June 9, 2017 - Canine Influenza Outbreak Confirmed in Eight States.

NEWS10 in Gainesville, Fla. reports, confirmed cases of H3N2 have been reported in Florida, Georgia, South Carolina, North Carolina, Tennessee, Kentucky, Texas and Illinois, according to the University of Florida’s College of Veterinary Medicine  

"Veterinarians with the University of Florida say most dogs do not have immunity to the virus so dogs of any breed or health status can be infected," the report warns. 

June 10, 2017 - Canine flu has killed 2 NC dogs. 

Veterinarians are urging dog owners to take precautions after highly contagious canine influenza killed two dogs in North Carolina and is suspected of sickening others.

The sick dogs are apparently linked to dog shows last month in DeLand, Fla., and Perry, GaThe dead dogs were from the Raleigh area and North Carolina’s coast, the Charlotte Observer reports.

Suspected cases have swept through the dog world since the flu was identified in Chicago in 2015, the American Kennel Club states. North Carolina reported 225 suspected cases that year. 

Dr. Patricia Norris, who heads the NC Agriculture Department's Animal Welfare Section, said that in addition to two dead dogs, a cluster of suspected cases have been reported in coastal counties and a couple have been reported in the Raleigh-Durham area. One dog in Davidson County, northeast of Charlotte, was at the Florida dog show and is under quarantine.

Norris advises owners who suspect their dogs are sick keep them away from even casual contact with other dogs, such as at dog parks or greenways. Healthy dogs should be safe in such places, she said, but owners should be cautious.

She recommends that any dog owners with concerns should contact their veterinarians. "Vaccines are advisable in some cases but not in others, depending on the dog’s circumstances."

“We want to be careful,” she said. “We don’t want to cause a panic, but to be vigilant.” 
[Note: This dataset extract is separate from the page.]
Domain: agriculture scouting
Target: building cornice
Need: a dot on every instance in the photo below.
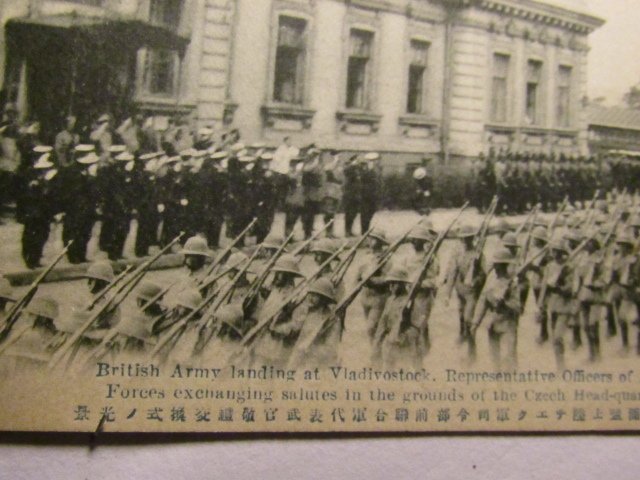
(531, 10)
AB 845 creating Retail Rescue Pet Shops statewide and prohibiting stores selling any pet except a "rescue" is an issue now before the State legislature.

It would expand rescuers bringing dogs and cats from unknown sources. It would also increase housing an unlimited number of shelter or other homeless animals in small commercial locations, without the proper air exchange and other precautions to guard against spreading contagious respiratory and other diseases. It does not impose the inspections or health-and-safety provisions required of a boarding kennel, shelter or other animal-housing facility.
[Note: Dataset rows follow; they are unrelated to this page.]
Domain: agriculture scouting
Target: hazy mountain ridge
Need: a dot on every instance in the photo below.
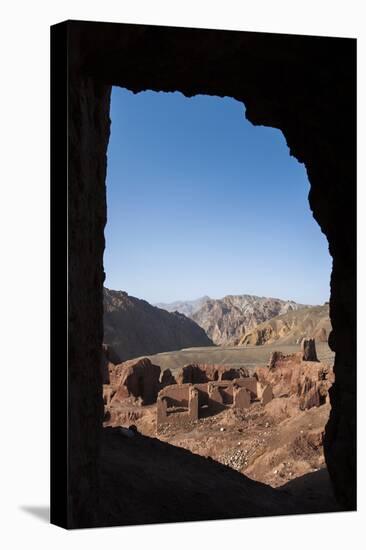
(133, 327)
(292, 327)
(187, 307)
(227, 320)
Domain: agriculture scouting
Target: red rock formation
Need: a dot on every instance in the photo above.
(199, 373)
(288, 375)
(167, 379)
(189, 60)
(136, 378)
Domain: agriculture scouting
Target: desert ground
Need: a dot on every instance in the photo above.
(234, 356)
(273, 442)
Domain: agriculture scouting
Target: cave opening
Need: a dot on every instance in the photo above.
(306, 87)
(203, 207)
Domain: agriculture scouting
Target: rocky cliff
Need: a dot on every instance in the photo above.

In 2012, 14,000 animals for adoption were brought to Connecticut from other states, veterinarian Arnold Goldman, told NPR, as he discussed the importation of health issues, "...like mange and heartworm, as a result."

Dr. Goldman voiced a concern of many across the country, "There are Connecticut-origin animals in our brick-and-mortar shelters who wait for homes themselves," he says. "And there is something disconcerting about that."

LAAS GM Brenda Barnette and other City officials should also be expressing this concern. Why are dogs and cats with unknown health histories allowed to be imported from other states/countries for adoptions and endanger local pets, while Barnette is blaming overcrowded Los Angeles City shelters for her failure to make her "no kill" goal?


(Phyllis M. Daugherty is a former City of LA employee and a contributor to CityWatch.) Edited for CityWatch by Linda Abrams.